Innovative Algorithms to Improve Long Range RTK Reliability and Availability

Resolving the GPS carrier-phase integer ambiguities reliably and quickly has been a cornerstone of state-ofthe-art high precision GPS positioning techniques. The challenge of doing so in real time and over long baselines is much greater due to errors introduced by the spatial decorrelation of differential atmospheric biases and orbital errors. This paper presents innovative algorithms, which have been developed to deal with these error sources and thereby significantly improve long range Real-Time Kinematic (RTK) fix reliability and availability. The overall architecture of the new ambiguity resolution algorithm is based upon a modified LAMBDA method.
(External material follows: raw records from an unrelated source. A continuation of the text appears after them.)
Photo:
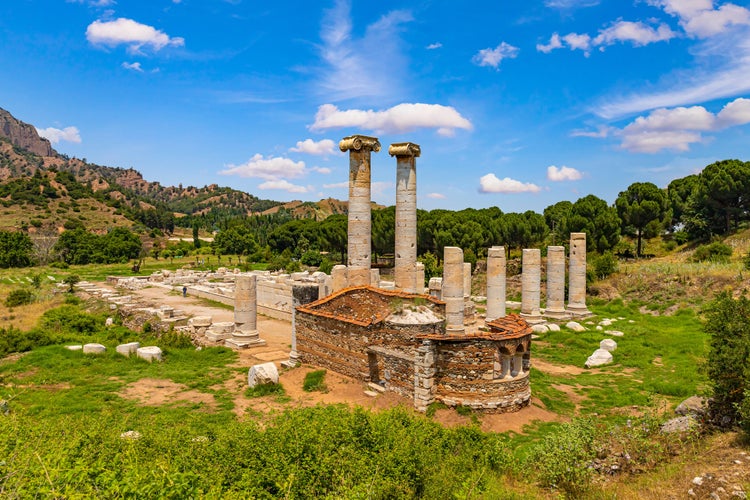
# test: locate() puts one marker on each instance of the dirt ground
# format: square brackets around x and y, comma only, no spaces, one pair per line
[341,389]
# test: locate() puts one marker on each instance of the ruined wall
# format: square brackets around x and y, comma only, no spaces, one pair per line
[466,376]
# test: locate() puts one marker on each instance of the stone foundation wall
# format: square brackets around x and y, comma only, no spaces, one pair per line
[465,376]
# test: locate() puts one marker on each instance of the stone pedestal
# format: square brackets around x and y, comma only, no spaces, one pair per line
[555,282]
[406,155]
[577,275]
[495,283]
[338,277]
[531,285]
[360,221]
[453,289]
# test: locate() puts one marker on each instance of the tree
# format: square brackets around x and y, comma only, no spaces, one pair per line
[728,323]
[15,249]
[644,208]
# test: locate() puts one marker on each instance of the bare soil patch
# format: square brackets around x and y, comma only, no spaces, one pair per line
[156,392]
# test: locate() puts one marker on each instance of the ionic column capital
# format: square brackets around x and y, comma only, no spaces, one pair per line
[405,149]
[359,142]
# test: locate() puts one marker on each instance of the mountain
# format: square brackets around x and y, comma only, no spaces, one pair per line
[24,135]
[40,188]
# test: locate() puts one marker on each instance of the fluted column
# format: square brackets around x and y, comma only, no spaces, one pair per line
[555,282]
[360,217]
[453,289]
[531,284]
[406,154]
[495,283]
[577,275]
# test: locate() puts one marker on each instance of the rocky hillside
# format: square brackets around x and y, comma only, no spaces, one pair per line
[31,192]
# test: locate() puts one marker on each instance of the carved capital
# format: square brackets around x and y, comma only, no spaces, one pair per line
[358,142]
[405,149]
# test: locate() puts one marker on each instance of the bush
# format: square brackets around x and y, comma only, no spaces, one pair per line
[315,381]
[562,460]
[713,252]
[19,297]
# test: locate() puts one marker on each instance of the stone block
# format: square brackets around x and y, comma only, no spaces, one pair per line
[608,345]
[93,349]
[128,349]
[599,358]
[266,373]
[149,353]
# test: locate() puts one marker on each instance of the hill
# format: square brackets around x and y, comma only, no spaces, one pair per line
[40,188]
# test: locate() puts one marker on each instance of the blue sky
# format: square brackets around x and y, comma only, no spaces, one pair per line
[515,104]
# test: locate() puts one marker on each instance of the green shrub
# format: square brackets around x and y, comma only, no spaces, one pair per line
[562,460]
[714,252]
[19,297]
[315,381]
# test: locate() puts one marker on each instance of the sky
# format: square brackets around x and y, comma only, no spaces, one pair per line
[515,104]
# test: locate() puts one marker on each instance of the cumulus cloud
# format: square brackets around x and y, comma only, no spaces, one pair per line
[563,173]
[554,43]
[400,118]
[284,185]
[700,19]
[677,128]
[271,169]
[493,57]
[55,135]
[323,147]
[136,66]
[491,184]
[135,35]
[638,34]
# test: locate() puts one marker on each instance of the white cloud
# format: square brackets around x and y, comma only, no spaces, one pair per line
[321,148]
[400,118]
[491,184]
[563,173]
[271,169]
[360,66]
[337,185]
[554,43]
[676,129]
[699,18]
[136,66]
[284,185]
[578,42]
[55,135]
[638,34]
[135,35]
[493,57]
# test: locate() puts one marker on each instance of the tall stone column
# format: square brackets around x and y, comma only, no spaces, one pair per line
[245,314]
[406,154]
[495,283]
[453,289]
[360,217]
[577,275]
[531,284]
[555,282]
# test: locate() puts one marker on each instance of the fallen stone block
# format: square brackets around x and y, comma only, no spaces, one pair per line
[128,349]
[608,345]
[149,353]
[266,373]
[93,349]
[599,358]
[575,326]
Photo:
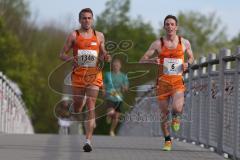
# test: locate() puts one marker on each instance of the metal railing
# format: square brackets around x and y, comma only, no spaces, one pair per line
[212,105]
[13,113]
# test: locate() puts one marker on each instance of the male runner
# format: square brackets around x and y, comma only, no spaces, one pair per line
[170,86]
[88,49]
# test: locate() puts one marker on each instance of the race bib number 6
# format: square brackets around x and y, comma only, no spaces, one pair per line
[172,66]
[87,58]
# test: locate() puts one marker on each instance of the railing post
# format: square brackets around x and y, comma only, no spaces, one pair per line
[222,67]
[236,86]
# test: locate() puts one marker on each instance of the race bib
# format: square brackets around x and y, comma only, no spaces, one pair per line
[87,58]
[172,66]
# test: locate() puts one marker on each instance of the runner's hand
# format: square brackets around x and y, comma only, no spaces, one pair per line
[185,67]
[107,57]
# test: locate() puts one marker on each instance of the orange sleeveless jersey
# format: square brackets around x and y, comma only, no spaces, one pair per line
[167,85]
[86,76]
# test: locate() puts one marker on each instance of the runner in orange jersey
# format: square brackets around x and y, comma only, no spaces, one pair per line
[88,51]
[170,85]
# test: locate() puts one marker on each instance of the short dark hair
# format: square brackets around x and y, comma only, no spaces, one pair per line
[85,10]
[171,16]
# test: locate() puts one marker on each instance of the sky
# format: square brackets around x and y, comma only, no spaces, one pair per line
[65,12]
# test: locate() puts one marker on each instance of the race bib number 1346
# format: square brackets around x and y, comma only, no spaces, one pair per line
[87,58]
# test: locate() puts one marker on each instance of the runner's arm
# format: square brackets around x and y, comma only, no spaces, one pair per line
[189,55]
[103,52]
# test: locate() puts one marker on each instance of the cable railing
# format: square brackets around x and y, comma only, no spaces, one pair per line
[14,117]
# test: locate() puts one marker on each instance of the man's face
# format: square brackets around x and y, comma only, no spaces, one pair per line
[170,26]
[86,20]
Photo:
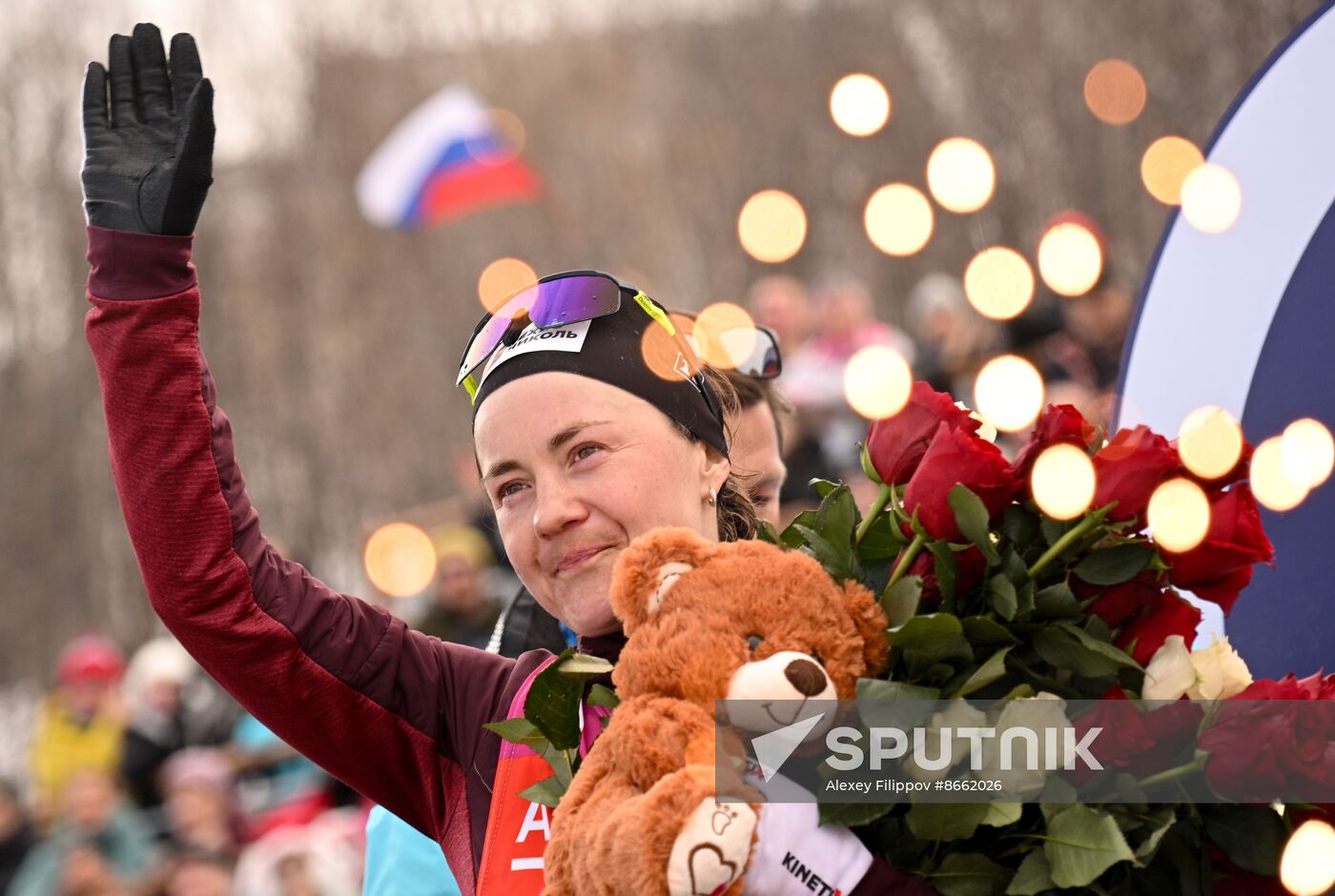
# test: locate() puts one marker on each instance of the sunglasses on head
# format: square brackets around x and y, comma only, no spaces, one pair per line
[751,352]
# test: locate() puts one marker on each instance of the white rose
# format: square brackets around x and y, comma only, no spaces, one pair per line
[1027,773]
[1170,673]
[956,715]
[1214,673]
[1221,673]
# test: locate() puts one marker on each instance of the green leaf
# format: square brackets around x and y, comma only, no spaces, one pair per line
[1003,597]
[791,537]
[1060,649]
[945,820]
[584,665]
[1252,838]
[1032,878]
[1110,650]
[925,640]
[893,703]
[604,696]
[984,630]
[1018,526]
[945,568]
[837,516]
[563,763]
[1114,565]
[853,815]
[546,792]
[837,559]
[767,533]
[985,675]
[1058,795]
[1083,845]
[823,486]
[971,515]
[1003,813]
[553,703]
[900,601]
[968,873]
[1159,825]
[881,541]
[1057,601]
[517,730]
[1054,529]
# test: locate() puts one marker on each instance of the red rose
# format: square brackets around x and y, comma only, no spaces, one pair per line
[1130,468]
[1148,629]
[1119,602]
[1284,746]
[1221,565]
[1058,425]
[1290,688]
[955,457]
[970,566]
[897,443]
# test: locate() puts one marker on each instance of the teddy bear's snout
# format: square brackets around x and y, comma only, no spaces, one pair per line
[807,677]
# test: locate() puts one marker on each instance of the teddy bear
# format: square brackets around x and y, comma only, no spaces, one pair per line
[704,621]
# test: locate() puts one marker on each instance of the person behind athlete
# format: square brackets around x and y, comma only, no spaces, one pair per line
[402,862]
[583,448]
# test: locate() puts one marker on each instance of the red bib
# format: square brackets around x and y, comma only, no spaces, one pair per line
[517,829]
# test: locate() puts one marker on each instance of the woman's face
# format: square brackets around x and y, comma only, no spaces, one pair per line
[576,469]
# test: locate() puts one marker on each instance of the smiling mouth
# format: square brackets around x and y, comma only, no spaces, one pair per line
[577,561]
[783,722]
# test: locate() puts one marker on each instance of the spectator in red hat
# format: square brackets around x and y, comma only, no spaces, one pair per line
[82,720]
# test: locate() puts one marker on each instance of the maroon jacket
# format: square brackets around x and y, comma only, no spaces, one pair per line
[391,712]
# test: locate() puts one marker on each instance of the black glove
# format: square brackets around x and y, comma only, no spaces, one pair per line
[149,163]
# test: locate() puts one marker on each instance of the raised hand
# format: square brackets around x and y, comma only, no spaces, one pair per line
[149,155]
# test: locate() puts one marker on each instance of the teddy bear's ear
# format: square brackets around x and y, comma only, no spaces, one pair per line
[649,568]
[871,622]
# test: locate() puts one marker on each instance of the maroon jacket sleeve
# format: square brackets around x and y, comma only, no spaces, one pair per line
[386,709]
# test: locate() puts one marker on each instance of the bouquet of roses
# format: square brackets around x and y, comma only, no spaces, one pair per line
[990,597]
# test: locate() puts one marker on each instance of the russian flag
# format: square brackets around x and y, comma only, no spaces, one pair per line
[444,160]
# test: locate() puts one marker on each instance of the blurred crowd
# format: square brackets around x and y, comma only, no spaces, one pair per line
[1074,342]
[144,779]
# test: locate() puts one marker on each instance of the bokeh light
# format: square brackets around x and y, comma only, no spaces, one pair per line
[1307,452]
[1210,442]
[960,175]
[1165,165]
[1070,259]
[725,336]
[1008,393]
[876,382]
[1270,482]
[661,350]
[501,278]
[1115,91]
[1178,515]
[860,104]
[1063,481]
[1307,865]
[771,226]
[400,560]
[898,219]
[998,283]
[1211,198]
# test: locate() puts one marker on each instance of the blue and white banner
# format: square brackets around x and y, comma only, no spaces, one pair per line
[1245,319]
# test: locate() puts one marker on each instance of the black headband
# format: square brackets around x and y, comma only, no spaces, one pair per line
[609,349]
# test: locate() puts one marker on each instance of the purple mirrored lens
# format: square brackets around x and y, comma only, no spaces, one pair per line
[565,299]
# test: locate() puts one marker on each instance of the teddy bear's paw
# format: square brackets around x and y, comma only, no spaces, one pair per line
[711,849]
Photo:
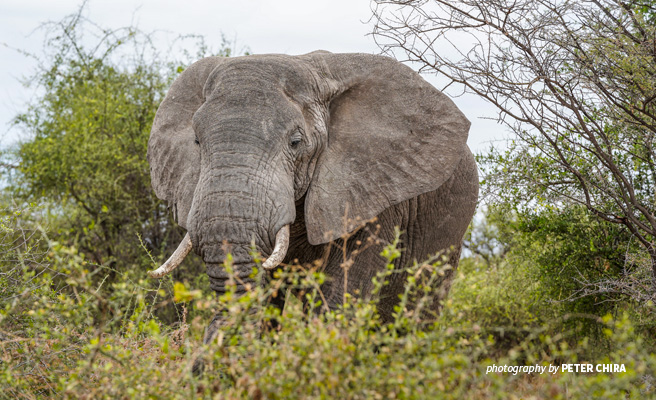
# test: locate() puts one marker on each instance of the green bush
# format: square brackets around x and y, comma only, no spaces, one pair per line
[65,336]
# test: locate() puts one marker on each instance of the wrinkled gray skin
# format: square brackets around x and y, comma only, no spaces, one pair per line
[242,146]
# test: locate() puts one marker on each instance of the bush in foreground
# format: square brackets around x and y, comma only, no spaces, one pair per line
[64,335]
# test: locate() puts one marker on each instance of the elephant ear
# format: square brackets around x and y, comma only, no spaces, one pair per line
[173,156]
[391,137]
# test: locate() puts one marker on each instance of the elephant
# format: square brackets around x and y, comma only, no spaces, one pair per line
[293,152]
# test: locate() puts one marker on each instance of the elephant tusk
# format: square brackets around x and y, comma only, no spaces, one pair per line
[175,260]
[280,250]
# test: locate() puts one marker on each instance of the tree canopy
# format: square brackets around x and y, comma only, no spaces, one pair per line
[574,81]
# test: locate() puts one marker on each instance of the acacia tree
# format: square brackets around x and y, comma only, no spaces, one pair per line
[87,129]
[575,81]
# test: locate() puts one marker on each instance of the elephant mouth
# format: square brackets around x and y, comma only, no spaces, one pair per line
[215,270]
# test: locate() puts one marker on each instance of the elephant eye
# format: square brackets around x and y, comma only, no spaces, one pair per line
[295,140]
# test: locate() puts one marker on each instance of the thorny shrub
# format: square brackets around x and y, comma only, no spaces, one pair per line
[63,335]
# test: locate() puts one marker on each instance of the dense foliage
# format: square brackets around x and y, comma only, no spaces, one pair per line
[59,340]
[546,280]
The unique and innovative techniques used include; 1) an extended functional model to estimate the atmospheric biases and integration of real-time orbit corrections from WADGPS systems, 2) a modified Kalman filter with optimal detection and estimation of cycle slips and code outliers, and 3) partial search and fix strategies embedded in the Kalman filter parameter estimation. The partial search/fix techniques are used to assist in validating the integer ambiguities by excluding selected integer ambiguity values to help discriminate between the best and second best candidates. It is shown how these techniques significantly reduces the time to first RTK fix without sacrificing reliability, especially for long-range baselines and challenging signal environments. Development of the algorithms has been completed including extensive offline testing with recorded data and hosting of the real-time version in the target GPS receiver. Both offline and real-time results are presented using extensive recorded data collected over baselines ranging up to 75 km in length. The reliability of integer ambiguity is shown to be from 99.6% to 99.99% probability of being correct. Ambiguity search times are typically one or two 1Hz epochs for baselines less than 20 km.